Life in Chicago
Waiting for the "El" on a blustery winter day in Chicago can really chill you to the bone. Winter winds whipping from the north, combined with sub-zero temps and moisture from Lake Michigan can make a ten-minute wait seem interminable when you're perched high upon a wooden platform praying for a nice, warm train to screech in.
To alleviate that, the Chicago Transit Authority (CTA) has these nifty enclosed spaces on each platform that are blasted with overhead heat where riders can huddle while waiting for the next train. The spaces are pretty small, only about 15' x 5', but really come in handy when the wind chills approach minus 30 F.
I take the Green Line from the State & Lake station downtown out to work each morning. I've noticed that there are always dozens of pigeons keeping warm in the heat-lamp area that is reserved for CTA passengers. All of us crowd in to the 15 x 5 area but the pigeons don't move and inch.
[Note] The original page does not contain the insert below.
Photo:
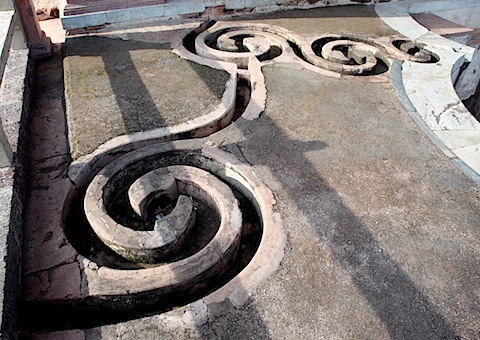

They're there to stay warm and have absolutely no fear of us people-type of occupants in their space. We've all paid $2.00 to take the train but they're adamant about their intent to just stay there for free, all toasty and warm.
They also poop. A lot. Unfettered. Unabated. With insouciant, careless ease do these pigeons poop. I stand there day after day and think, "If only I could do the same . . . ."
Ever so often, one of them will flutter up and scare the hell out of a female commuter; she'll just scream and freak with her eyes bugged out and big, fat arms waiving in the air, all because of a nervous little pigeon. But the pigeons never freak out. After she hurls herself down the platform, they just sort of meander around, regroup, and remain in the torpidity, oblivious to all us humans around them.
Yesterday, I decided to test them and calmly stepped on one's tail with my big Rockport shoe. It just hopped around in a restrained semicircle around my shoe, that's all. Once I released him, he just remained under the warmth.
I've seen these fearless pigeons every morning and keep forgetting to snap a pic of them. Finally, I remembered, and brought my camera. It was about 15 F this morning with a wind-chill of minus seven-grillion.
I don't think many things epitomize Chicago more than the El's under-the-heat-lamp pigeons.